1 files changed, 22 insertions, 18 deletions
diff --git a/scripts/training/filter-rule-table.py b/scripts/training/filter-rule-table.py
index 14736fe1f..d28fa0c89 100755
--- a/scripts/training/filter-rule-table.py
+++ b/scripts/training/filter-rule-table.py
@@ -1,25 +1,29 @@
 #!/usr/bin/env python
 
 # Author: Phil Williams
-
-# Usage: filter-rule-table.py [--min-non-initial-rule-count=N] INPUT
-#
-# Given a rule table (on stdin) and an input text, filter out rules that
-# couldn't be used in parsing the input and write the resulting rule table
-# to stdout.  The input text is assumed to contain the same factors as
-# the rule table and is assumed to be small (not more than a few thousand
-# sentences): the current algorithm won't scale well to large input sets.
 #
-# The filtering algorithm considers a source RHS to be a sequence of
-# words and gaps, which must match a sequence of words in one of the
-# input sentences, with at least one input word per gap.  The NT labels
-# are ignored, so for example a rule with the source RHS "the JJ dog"
-# would be allowed if the sequence "the slobbering dog" occurs in one of
-# the input sentences, even if there's no rule to derive a JJ from
-# "slobbering."  (If "slobbering" were an unknown word, the 'unknown-lhs'
-# decoder option would allow it to take a number of NT labels, likely
-# including JJ, with varying probabilities, so removing the rule would
-# be a bad idea.)
+# This file is part of moses.  Its use is licensed under the GNU Lesser General
+# Public License version 2.1 or, at your option, any later version.
+
+"""Usage: filter-rule-table.py [--min-non-initial-rule-count=N] INPUT
+
+Given a rule table (on stdin) and an input text, filter out rules that
+couldn't be used in parsing the input and write the resulting rule table
+to stdout.  The input text is assumed to contain the same factors as
+the rule table and is assumed to be small (not more than a few thousand
+sentences): the current algorithm won't scale well to large input sets.
+
+The filtering algorithm considers a source RHS to be a sequence of
+words and gaps, which must match a sequence of words in one of the
+input sentences, with at least one input word per gap.  The NT labels
+are ignored, so for example a rule with the source RHS "the JJ dog"
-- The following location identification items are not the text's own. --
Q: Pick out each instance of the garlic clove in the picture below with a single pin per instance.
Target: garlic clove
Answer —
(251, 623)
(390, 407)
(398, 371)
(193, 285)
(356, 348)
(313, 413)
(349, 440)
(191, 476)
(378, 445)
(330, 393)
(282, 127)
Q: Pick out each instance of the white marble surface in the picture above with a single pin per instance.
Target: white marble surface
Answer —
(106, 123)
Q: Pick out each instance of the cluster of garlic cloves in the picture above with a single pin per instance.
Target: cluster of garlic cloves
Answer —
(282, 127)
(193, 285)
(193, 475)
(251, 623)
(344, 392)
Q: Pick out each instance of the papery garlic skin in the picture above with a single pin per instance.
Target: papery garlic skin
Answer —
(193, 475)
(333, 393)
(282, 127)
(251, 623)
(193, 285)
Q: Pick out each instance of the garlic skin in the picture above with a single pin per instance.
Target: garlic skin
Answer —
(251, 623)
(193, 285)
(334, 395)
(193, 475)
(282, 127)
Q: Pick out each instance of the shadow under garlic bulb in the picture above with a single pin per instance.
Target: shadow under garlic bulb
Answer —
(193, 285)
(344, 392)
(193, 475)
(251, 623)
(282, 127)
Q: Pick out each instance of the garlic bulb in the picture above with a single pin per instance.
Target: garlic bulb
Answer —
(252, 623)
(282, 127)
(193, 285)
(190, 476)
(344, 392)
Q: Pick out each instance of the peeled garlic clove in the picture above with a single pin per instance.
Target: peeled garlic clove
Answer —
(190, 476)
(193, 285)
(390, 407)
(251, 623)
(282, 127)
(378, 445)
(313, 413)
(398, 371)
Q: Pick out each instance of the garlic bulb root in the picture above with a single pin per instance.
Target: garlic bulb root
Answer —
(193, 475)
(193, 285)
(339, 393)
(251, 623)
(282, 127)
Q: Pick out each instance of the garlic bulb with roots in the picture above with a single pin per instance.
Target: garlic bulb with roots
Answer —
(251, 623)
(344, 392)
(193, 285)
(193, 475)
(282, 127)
+would be allowed if the sequence "the slobbering dog" occurs in one of
+the input sentences, even if there's no rule to derive a JJ from
+"slobbering."  (If "slobbering" were an unknown word, the 'unknown-lhs'
+decoder option would allow it to take a number of NT labels, likely
+including JJ, with varying probabilities, so removing the rule would
+be a bad idea.)
+"""
 
 import optparse
 import sys